O muse and counter-muse; Mother-muse, protector muse-- i am sold. i agree again.
gloried ****** sung to grey-orange, setting Suns; dusk of human brains ticking to the clockwork deaths of Cultures passing.
the due-dates of a paper-legal monocultured crop: cropped to quarter-halves mcworlding grins of bottom-lines.
...entire countries checked, a people's lives and deaths are filed into off-shore savings banks reduced to anti-trust... what wonder at a child's warrior-role, with only armies holding out their hands.
upon an ancient Shield: peoples drowned in fear, seas of understanding, wild as the darkened myth-clouds playing coy to hidden waves of lucid thought.
symbol-caves, lingual-wombs of families yet in tune, --shadow-crowded politicians shade us huddled there while Mother-Thetis marks the moment of our forking fate.

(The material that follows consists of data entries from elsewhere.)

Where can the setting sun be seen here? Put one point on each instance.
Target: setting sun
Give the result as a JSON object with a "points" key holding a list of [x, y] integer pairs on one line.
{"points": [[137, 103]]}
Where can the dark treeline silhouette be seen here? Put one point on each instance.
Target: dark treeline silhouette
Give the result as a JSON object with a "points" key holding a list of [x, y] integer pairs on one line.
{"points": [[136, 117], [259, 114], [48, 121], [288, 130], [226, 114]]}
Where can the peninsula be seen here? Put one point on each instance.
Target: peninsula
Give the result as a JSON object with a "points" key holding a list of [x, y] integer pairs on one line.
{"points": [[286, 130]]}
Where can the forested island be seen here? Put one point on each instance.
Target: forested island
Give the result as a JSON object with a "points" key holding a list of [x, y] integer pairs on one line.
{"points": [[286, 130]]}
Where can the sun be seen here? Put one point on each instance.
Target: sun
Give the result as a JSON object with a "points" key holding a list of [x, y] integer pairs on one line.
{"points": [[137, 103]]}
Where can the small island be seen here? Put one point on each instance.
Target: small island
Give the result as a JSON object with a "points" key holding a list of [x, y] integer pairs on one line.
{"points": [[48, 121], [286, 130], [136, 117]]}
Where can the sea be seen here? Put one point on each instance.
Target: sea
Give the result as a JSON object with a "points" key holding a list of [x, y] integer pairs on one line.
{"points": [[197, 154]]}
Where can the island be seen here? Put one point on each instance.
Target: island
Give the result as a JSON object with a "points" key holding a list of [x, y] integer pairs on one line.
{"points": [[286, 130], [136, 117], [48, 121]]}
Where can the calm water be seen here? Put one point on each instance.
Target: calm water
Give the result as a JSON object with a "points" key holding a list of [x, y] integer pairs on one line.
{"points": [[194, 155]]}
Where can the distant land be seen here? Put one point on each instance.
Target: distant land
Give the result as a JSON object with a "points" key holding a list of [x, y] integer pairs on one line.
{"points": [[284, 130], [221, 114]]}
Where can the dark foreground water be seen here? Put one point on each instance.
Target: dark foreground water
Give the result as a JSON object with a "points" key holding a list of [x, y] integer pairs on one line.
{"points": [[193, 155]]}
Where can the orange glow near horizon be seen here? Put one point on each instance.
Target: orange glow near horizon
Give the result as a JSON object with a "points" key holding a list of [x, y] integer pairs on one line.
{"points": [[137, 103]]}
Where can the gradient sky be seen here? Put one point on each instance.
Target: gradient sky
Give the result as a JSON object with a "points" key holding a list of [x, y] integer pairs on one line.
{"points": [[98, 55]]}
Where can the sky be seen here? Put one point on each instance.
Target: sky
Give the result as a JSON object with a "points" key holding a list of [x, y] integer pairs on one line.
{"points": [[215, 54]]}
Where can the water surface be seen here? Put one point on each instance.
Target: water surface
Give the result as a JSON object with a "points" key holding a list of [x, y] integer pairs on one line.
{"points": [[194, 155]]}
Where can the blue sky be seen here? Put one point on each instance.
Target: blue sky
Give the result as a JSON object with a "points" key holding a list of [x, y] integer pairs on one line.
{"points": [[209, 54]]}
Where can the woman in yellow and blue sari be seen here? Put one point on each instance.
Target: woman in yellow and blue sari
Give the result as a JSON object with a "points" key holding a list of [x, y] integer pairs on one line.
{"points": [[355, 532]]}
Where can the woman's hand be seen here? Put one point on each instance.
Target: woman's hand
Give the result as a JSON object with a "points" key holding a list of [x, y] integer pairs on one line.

brimstone burns again!? death as entertainment and a ruse... i huddle with you there, my Family formed of Stranger-tongues and linnet's wings..
i've savored distance from the storm, settled in communal cowardice, forcing smiles slowly into numbing real...
but only choice revealed is truly real. when done with hiding here the other's ripe for overcoming fear.
.
Thetis, mother of Achilles, tells her son of his choice between a glorious death and a long peaceful family-life lived in relative anonymity, his name lost to history... his rage is the opening focus of the Iliad (Lit. "Story of Ilium, 'Troy'").
"linnet's wings" are the concluding words of the second quatrain in W.B. Yeats timeless poem, "Lake Isle of Innisfree."